Columnist Safire dies of pancreatic cancer


Columnist Safire dies of pancreatic cancer

NEW YORK — William Safire, the conservative columnist and word warrior who feared no politician or corner of the English language, died Sunday at age 79.

The Pulitzer Prize winner died at a hospice in Rockville, Md. The cause of death was pancreatic cancer, family friend Martin Tolchin said.

Safire spent more than 30 years writing on the Op-Ed page of The New York Times. In his “On Language” column in The New York Times Magazine and more than a dozen books, Safire traced the origins of words and everyday phrases such as “straw man,” “under the bus” and “the proof is in the pudding.”

Safire penned more than 3,000 columns, aggressively defending civil liberties and Israel while tangling with political figures. Bill Clinton famously wanted to punch the curmudgeonly columnist in the nose after Safire called his wife “a congenital liar.”

As a speechwriter in the Nixon White House, Safire penned Vice President Spiro Agnew’s famous phrase, “nattering nabobs of negativism,” a tongue-in-cheek alliteration that Safire claimed was directed not at the press but at Vietnam defeatists.

Israel shuts down to observe Yom Kippur

JERUSALEM — The start of the Jewish Day of Atonement at sundown Sunday marked the beginning of a day like no other in Israel, on which even Israelis with no connection to religion tend to put their normal lives on hold.

This year Yom Kippur, the holiest day of the Jewish calendar, comes at a particularly somber time after revelations of a previously hidden Iranian nuclear facility and more missile tests by the Revolutionary Guard.

Israel considers Iran a strategic threat due to its nuclear program, missile development and repeated references by Iranian President Mahmoud Ahmadinejad to Israel’s destruction.

When Yom Kippur began at around 5 p.m. local time, TV and radio stations blinked off the air, flights in and out of Israel’s international airport ceased, and nearly all businesses closed. The streets emptied of cars and cities and highways were eerily quiet.

OAS diplomats excluded

TEGUCIGALPA, Honduras — The government of de facto Honduras’ President Roberto Micheletti refused Sunday to allow four diplomats from the Washington-based Organization of American States to enter Honduras — including one from the U.S. — because of these countries’ recent diplomatic moves against the small Central American nation.

The move marks the first time Honduras’ de-facto government has denied entry to diplomats and is the latest sign that Micheletti is refusing to budge amid growing international pressure to reinstate deposed President Manuel Zelaya, who was removed from power in June. Zelaya sneaked back into the country a week ago and has been holed up in the Brazilian Embassy with about 70 supporters.

Taco cart wins award

NEW YORK — A husband and wife who sell tacos and quesadillas have been named New York City’s best street vendors.

Fernando and Yolanda Martinez took first place Saturday at the fifth annual Vendy Awards, which celebrate the best of the city’s street food.

The Martinezes make Mexican specialties out of their cart in Brooklyn and sell them for about $6 a dish. They say they’re happy to know people love their food.

About 700 hundred people attended the awards ceremony at the Queens Museum of Art.

An Austrian food cart called Schnitzel and Things was named rookie of the year.

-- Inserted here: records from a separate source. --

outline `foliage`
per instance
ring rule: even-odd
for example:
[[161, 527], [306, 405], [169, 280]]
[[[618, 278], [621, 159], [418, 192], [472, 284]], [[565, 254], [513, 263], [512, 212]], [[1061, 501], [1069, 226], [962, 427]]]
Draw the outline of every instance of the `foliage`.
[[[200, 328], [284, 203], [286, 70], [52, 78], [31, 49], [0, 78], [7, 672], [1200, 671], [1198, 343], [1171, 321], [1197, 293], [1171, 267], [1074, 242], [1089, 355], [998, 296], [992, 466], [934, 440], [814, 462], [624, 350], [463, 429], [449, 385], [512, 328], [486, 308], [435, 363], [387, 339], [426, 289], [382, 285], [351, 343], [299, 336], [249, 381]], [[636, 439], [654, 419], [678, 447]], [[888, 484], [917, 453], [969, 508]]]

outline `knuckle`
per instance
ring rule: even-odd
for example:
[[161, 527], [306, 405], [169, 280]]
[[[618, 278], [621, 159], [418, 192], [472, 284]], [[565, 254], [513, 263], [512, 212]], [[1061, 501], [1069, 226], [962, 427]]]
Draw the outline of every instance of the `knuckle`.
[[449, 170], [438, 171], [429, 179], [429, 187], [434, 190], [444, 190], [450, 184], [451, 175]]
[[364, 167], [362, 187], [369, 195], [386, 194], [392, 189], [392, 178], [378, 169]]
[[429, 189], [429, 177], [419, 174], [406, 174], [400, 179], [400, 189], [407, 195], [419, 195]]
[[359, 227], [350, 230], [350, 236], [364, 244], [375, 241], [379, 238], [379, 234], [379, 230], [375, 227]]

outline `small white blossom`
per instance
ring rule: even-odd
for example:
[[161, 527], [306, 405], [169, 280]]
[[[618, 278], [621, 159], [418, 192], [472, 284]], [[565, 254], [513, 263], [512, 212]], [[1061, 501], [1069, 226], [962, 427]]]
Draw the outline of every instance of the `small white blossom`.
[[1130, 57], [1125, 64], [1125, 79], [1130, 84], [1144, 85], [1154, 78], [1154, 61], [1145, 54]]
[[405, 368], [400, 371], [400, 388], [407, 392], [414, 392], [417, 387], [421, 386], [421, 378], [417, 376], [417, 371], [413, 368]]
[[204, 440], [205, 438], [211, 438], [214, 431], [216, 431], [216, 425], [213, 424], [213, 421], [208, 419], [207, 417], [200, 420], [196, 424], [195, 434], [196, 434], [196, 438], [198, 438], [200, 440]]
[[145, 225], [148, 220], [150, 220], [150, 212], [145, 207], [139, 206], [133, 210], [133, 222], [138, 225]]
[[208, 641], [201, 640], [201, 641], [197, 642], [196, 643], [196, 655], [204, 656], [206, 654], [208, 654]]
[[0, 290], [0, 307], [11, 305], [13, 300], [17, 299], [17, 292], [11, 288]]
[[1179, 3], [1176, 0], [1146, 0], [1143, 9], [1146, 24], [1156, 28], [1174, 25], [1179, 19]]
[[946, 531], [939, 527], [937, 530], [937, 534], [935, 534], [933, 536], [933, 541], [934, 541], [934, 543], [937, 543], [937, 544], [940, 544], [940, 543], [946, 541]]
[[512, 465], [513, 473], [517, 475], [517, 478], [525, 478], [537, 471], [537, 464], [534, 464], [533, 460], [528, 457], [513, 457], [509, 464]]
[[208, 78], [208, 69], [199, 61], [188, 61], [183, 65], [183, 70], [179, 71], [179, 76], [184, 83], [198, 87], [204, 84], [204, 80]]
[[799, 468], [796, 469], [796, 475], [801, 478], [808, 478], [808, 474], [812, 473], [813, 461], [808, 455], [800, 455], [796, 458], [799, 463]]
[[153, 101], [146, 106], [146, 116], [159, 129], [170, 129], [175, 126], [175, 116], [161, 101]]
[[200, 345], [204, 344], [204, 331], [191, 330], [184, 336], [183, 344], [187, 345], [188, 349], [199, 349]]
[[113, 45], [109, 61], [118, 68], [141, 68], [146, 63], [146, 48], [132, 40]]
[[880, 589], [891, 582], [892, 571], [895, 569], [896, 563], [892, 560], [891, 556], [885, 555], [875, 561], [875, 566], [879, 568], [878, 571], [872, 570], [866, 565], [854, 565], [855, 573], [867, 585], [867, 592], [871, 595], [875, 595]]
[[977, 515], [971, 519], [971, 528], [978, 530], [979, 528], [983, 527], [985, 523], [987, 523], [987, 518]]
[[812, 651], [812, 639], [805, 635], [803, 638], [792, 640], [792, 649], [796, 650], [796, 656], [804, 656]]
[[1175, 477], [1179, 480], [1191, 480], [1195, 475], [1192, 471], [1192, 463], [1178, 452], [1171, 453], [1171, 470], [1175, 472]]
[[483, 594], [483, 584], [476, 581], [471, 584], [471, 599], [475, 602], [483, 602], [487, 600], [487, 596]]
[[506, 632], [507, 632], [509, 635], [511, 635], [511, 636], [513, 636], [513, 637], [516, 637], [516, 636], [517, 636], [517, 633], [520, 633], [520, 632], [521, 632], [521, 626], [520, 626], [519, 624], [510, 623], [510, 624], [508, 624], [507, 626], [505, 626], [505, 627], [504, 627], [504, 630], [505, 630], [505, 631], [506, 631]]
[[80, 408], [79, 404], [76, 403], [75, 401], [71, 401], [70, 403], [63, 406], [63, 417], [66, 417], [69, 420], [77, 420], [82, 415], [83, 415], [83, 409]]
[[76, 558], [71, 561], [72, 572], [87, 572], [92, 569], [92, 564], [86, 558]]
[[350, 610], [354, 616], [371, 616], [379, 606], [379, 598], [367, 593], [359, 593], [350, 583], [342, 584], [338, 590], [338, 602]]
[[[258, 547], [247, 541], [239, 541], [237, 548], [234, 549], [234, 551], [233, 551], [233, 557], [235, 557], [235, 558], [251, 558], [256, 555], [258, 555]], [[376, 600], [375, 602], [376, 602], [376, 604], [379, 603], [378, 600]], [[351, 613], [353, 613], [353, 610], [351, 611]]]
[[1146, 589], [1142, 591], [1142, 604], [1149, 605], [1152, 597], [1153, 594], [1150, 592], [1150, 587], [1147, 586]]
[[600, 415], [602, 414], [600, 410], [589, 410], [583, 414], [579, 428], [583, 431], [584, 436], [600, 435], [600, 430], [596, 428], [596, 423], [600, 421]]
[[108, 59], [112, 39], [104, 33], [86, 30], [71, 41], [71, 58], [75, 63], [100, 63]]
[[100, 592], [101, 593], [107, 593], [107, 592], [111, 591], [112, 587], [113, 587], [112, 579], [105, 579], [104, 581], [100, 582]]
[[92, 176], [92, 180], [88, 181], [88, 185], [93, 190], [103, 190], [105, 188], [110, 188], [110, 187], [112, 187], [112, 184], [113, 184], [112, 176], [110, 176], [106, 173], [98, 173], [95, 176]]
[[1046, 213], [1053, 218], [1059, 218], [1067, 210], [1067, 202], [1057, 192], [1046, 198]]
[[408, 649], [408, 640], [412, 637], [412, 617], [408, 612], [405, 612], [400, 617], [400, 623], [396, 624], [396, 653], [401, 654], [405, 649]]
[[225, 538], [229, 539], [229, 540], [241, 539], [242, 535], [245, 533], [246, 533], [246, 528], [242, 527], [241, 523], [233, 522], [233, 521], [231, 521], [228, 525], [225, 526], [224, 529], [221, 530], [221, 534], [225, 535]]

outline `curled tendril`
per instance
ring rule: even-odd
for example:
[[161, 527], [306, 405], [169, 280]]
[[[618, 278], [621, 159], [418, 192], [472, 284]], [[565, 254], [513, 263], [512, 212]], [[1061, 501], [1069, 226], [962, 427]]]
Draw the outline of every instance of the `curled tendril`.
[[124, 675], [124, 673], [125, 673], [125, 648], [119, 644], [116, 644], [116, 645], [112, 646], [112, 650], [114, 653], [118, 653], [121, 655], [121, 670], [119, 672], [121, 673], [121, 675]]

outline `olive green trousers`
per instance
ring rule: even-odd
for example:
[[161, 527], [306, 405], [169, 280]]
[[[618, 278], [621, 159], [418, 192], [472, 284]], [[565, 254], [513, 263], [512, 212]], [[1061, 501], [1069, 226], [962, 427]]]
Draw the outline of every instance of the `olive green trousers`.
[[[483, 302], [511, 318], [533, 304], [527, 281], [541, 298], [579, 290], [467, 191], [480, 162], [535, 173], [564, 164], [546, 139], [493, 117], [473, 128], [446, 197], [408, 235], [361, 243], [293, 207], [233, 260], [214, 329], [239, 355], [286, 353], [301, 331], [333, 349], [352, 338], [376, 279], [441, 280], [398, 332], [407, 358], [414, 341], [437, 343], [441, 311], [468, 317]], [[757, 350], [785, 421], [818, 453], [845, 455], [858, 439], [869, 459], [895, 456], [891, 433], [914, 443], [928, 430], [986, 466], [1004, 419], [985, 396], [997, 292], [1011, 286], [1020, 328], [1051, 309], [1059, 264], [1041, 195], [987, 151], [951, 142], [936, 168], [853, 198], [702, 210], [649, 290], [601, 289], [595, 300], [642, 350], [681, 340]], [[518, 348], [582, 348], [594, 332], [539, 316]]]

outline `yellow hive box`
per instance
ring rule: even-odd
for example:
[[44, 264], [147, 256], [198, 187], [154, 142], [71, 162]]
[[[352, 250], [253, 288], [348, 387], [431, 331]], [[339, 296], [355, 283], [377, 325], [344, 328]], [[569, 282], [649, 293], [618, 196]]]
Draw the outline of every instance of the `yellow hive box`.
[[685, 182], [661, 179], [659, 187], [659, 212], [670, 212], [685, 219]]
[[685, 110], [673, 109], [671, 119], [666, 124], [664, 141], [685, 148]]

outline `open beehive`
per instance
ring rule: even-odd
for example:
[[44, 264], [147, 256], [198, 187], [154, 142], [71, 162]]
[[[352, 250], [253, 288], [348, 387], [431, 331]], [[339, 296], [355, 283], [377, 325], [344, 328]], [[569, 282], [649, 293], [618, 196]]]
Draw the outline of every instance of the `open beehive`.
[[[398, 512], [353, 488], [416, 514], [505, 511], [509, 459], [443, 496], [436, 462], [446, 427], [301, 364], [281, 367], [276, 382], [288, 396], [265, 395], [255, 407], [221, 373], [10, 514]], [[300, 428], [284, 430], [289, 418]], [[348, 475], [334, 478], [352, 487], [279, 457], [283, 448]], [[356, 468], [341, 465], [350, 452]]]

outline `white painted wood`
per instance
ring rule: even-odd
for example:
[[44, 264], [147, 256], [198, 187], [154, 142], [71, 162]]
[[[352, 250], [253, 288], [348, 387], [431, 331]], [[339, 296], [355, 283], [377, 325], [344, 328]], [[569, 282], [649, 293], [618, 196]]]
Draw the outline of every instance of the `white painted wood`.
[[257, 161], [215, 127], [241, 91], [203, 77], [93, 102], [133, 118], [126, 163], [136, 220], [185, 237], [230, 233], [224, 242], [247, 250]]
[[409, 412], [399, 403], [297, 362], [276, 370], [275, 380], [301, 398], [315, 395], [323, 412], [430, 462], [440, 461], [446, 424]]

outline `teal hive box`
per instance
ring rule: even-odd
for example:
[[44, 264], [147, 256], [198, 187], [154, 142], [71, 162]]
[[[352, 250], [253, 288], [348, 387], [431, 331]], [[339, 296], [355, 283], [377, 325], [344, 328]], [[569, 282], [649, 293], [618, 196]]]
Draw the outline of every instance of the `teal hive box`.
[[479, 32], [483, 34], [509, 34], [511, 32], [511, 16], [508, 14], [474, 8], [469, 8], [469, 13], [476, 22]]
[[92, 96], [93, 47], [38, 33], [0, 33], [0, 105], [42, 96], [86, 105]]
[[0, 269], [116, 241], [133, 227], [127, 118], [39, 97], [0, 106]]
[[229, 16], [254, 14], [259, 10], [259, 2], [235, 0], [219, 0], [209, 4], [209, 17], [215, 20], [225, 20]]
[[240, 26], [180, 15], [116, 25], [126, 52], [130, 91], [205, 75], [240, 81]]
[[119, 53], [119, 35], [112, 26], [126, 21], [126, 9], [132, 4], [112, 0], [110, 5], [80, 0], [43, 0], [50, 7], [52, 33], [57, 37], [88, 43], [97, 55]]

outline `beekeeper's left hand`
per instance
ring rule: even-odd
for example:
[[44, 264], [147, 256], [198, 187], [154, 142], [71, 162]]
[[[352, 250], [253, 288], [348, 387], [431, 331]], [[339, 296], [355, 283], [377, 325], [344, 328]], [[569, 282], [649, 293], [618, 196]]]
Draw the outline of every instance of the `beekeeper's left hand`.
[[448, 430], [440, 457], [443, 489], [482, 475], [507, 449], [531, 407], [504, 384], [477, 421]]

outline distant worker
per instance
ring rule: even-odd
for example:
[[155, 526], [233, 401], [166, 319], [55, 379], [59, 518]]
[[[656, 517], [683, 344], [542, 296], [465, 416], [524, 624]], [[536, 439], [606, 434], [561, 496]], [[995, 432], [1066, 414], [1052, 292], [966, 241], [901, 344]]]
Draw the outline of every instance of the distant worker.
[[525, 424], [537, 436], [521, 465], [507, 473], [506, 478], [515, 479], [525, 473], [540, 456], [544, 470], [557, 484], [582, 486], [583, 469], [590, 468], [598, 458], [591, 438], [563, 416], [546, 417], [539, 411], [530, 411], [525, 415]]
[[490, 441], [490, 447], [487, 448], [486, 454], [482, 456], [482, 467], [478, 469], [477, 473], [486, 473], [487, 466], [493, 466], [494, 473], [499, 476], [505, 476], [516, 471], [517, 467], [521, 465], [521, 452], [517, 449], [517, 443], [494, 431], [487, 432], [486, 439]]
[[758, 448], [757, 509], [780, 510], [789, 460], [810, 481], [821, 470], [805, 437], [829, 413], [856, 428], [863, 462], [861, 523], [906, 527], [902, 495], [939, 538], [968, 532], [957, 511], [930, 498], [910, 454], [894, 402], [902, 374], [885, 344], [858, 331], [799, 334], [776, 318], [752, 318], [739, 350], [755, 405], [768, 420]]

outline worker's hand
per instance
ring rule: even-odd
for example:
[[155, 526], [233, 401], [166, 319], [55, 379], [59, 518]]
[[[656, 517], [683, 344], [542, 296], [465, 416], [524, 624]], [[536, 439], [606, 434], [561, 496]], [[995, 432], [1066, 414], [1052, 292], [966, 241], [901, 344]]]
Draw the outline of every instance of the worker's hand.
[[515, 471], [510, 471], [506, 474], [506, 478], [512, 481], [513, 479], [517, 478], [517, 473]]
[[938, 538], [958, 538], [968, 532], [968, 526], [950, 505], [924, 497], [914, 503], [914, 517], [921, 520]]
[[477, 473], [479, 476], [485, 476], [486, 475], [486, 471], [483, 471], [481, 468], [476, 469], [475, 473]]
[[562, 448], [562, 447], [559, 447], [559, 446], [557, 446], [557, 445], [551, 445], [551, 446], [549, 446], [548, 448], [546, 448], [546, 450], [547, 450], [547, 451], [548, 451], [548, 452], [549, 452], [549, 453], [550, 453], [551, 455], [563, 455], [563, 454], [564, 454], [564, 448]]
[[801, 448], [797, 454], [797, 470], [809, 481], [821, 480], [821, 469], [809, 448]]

At least 86 killed by floods in Philippines

MANILA, Philippines — Many Filipinos tried to rebuild their lives Monday after saving little more than the clothes they wore in a tropical storm and the capital’s worst flooding in more than four decades. At least 86 people were dead and 32 missing.

Army troops, police and civilian volunteers plucked dead bodies from muddy flood waters and rescued drenched survivors from rooftops after Tropical Storm Ketsana tore through the northern Philippines on Saturday.

Ketsana dumped more than a month’s worth of rain in just 12 hours, swamping entire towns, setting off landslides and leaving neighborhoods in the capital with destroyed houses and debris.